De positieve ervaringen die met de tussentijdse toets zijn opgedaan, hebben mijn voorgangster eind 1997 doen besluiten aan de tussentijdse toets een officiële status te geven. Het onderhavige besluit voorziet daartoe in introductie van een formele vrijstelling van het examenonderdeel «Bijzondere verrichtingen» voor kandidaten die er bij de tussentijdse toets blijk van hebben gegeven dat onderdeel te beheersen. In afwachting van het tijdstip waarop de betrokken wijziging van het Reglement rijbewijzen in werking treedt, wordt de tussentijdse toets als proef gecontinueerd.

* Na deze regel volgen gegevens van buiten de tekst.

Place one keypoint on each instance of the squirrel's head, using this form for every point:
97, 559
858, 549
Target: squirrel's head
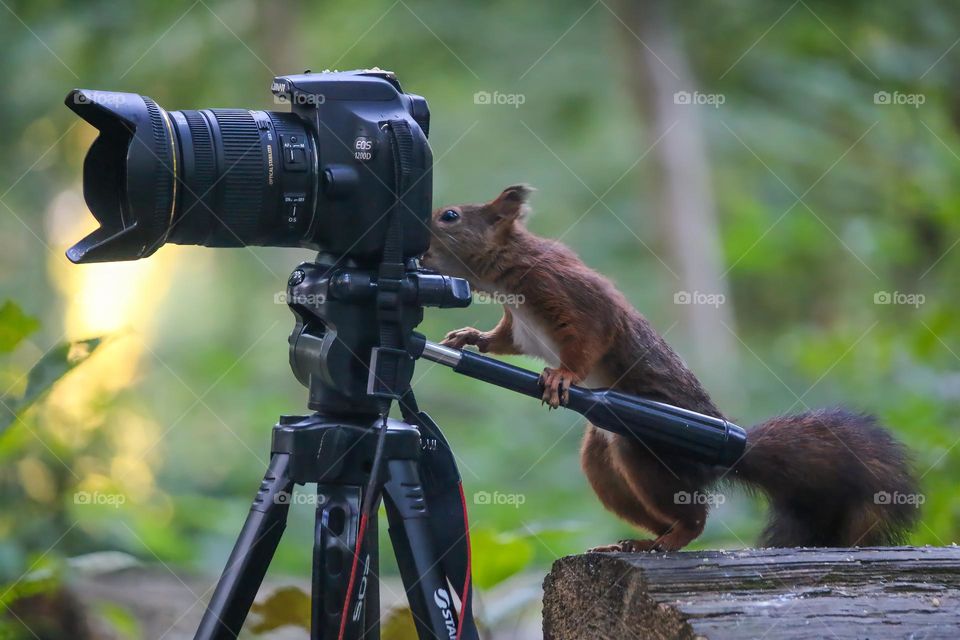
462, 236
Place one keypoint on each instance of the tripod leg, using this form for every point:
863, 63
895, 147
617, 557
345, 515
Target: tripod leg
251, 555
337, 527
433, 608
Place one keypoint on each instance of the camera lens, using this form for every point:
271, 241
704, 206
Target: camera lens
214, 177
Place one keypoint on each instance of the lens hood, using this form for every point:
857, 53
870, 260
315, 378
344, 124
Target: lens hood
129, 175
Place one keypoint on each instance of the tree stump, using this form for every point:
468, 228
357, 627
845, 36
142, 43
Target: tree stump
883, 592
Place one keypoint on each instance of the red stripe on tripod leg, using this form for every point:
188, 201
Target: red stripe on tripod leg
353, 575
466, 581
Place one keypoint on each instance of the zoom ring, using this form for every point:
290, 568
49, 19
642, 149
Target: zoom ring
199, 197
242, 181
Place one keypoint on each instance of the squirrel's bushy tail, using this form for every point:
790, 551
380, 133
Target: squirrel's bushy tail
833, 479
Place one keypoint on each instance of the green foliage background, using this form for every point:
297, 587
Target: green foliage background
880, 214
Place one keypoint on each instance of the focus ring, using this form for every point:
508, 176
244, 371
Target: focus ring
160, 218
241, 182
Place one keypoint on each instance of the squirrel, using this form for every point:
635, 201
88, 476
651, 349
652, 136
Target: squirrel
831, 476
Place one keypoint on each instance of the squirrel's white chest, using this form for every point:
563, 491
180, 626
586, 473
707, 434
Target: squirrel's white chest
530, 337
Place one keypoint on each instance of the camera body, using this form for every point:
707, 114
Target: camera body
329, 175
357, 164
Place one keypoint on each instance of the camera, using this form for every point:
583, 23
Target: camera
323, 176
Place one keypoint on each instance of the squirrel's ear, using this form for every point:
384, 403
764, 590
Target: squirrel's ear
511, 204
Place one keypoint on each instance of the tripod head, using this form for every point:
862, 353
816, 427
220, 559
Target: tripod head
339, 308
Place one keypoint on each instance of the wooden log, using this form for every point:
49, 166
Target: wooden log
884, 592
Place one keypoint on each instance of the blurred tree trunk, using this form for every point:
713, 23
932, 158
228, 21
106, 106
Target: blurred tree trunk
281, 37
657, 69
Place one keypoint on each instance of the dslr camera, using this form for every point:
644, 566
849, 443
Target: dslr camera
322, 176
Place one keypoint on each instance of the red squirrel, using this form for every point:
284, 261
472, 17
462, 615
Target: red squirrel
824, 472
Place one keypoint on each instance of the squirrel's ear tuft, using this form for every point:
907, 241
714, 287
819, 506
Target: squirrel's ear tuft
517, 192
511, 204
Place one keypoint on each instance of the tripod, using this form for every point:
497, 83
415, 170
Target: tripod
340, 449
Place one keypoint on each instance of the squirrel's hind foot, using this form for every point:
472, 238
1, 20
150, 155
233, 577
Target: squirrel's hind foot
628, 546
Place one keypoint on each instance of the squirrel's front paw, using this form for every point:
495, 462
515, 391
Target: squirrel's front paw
556, 386
462, 337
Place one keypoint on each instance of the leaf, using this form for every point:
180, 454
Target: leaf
500, 555
15, 325
285, 606
55, 364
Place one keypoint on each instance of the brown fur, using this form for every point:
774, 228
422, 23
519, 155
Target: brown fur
820, 470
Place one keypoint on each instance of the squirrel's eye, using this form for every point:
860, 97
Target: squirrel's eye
449, 216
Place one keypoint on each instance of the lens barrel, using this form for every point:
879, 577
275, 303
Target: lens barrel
214, 177
348, 167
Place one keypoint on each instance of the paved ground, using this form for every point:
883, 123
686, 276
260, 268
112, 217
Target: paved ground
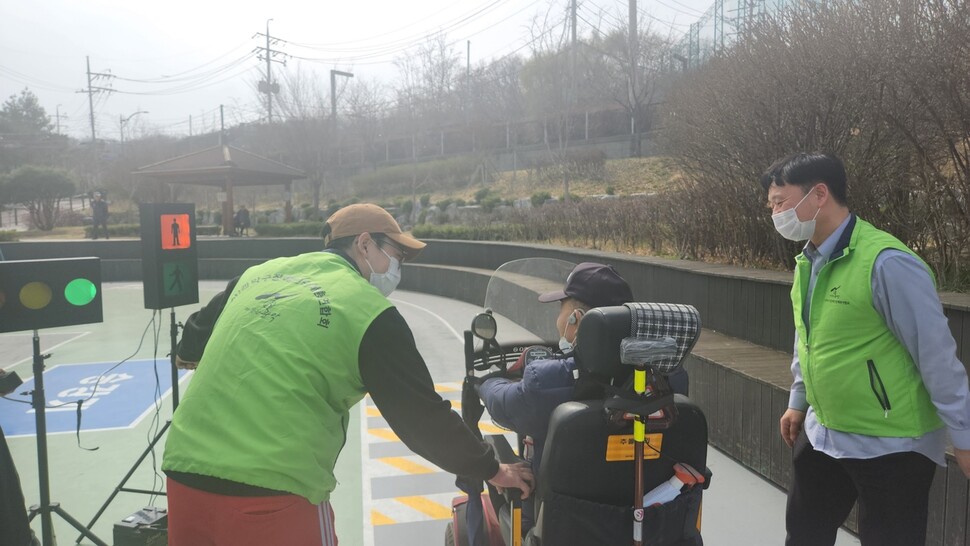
387, 496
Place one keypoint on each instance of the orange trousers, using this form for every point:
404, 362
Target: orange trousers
200, 518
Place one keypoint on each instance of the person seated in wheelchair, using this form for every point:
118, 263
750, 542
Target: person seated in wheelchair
525, 405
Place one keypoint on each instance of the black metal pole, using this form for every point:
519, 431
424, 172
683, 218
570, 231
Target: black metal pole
39, 402
40, 418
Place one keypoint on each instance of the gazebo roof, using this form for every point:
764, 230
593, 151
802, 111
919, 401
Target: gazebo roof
214, 166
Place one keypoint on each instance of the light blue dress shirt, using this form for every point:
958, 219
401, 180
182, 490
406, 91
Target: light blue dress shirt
903, 293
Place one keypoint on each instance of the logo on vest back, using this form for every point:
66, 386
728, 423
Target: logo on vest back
835, 297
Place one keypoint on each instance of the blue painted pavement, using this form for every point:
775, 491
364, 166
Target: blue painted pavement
112, 399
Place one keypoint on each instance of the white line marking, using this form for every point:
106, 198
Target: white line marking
458, 336
48, 349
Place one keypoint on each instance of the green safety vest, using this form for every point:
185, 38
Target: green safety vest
269, 404
858, 376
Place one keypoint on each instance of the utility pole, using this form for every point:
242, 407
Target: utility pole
634, 65
268, 86
570, 104
91, 90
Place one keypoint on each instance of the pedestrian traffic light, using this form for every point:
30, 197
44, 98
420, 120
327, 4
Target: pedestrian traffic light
170, 263
36, 294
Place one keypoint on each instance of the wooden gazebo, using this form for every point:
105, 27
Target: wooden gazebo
225, 167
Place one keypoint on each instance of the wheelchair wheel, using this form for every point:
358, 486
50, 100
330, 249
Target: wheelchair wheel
457, 535
449, 534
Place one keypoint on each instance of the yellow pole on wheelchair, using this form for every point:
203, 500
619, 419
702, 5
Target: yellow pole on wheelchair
639, 429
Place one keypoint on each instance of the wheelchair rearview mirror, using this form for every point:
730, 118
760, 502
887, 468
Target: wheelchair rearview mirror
484, 326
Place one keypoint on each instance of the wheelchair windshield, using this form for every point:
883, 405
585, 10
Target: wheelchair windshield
513, 293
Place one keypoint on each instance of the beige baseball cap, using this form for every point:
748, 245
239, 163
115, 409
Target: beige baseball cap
353, 220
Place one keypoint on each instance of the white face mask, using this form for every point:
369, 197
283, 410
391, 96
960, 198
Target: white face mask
790, 227
386, 282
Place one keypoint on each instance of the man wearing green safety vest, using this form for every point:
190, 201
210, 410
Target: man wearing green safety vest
877, 384
298, 342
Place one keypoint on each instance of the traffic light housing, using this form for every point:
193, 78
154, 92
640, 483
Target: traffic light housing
169, 258
37, 294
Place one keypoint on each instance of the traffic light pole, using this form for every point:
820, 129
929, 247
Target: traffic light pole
39, 402
173, 332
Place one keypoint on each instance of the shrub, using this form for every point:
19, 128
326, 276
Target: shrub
496, 232
490, 202
482, 194
298, 229
120, 230
539, 198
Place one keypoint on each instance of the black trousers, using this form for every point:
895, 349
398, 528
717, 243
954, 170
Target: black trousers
98, 225
892, 491
14, 529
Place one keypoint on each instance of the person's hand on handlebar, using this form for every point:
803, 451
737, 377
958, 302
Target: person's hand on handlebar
518, 475
185, 364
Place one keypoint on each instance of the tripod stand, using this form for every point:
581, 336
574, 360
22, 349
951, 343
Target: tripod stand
173, 332
46, 507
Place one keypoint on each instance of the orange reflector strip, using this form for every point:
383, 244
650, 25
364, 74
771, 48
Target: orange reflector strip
619, 447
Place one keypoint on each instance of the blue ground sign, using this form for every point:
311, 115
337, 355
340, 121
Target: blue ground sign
117, 400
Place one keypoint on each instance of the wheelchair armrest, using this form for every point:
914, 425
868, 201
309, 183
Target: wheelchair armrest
505, 455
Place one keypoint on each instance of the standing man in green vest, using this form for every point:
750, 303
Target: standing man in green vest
877, 384
282, 356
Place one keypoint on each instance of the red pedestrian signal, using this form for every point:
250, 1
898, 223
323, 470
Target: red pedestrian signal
170, 264
176, 231
37, 294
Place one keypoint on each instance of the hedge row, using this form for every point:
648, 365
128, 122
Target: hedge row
492, 232
299, 229
134, 230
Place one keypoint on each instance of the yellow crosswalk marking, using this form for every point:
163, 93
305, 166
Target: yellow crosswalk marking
406, 465
491, 429
377, 518
384, 434
426, 506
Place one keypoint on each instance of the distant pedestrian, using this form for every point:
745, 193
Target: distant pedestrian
241, 221
99, 208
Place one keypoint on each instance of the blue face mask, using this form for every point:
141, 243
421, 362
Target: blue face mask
386, 282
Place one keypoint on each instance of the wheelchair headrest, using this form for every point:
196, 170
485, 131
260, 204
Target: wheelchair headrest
661, 334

Gewijzigde medische inzichten m.b.t. geschiktheid van personen met een implanteerbare cardioverter-defibrillator

Op 26 januari heeft de Gezondheidsraad op verzoek van de Ministers van Verkeer en Waterstaat en van Volksgezondheid, Welzijn en Sport een advies uitgebracht over de geschiktheid tot het deelnemen aan het gemotoriseerd verkeer van personen met een implanteerbare cardioverter-defibrillator (hierna te noemen: ICD-dragers).1 Volgens het advies kunnen ICD-dragers – deze personen werden tot nu toe categorisch ongeschikt geacht voor een rijbewijs – onder zeer strikte voorwaarden en voor een beperkte termijn geschikt worden geacht voor rijbewijzen van groep 1 (de rijbewijscategorieën A, B en E bij B). Het advies van de Gezondheidsraad heeft mij aanleiding gegeven tot het opnieuw formuleren van de bij ministeriële regeling vastgestelde eisen met betrekking tot de geschiktheid van ICD-dragers. Daarbij is ten aanzien van deze personen bepaald dat zij onder zeer strikte voorwaarden en voor een beperkte termijn geschikt kunnen worden bevonden voor rijbewijzen van groep 1 voorzover het daarbij gaat om privé gebruik van het betrokken motorrijtuig.

Het onderhavige besluit voorziet expliciet in afgifte van een verklaring van geschiktheid met bedoelde beperking, en overneming van die beperking in het aan betrokkene af te geven rijbewijs.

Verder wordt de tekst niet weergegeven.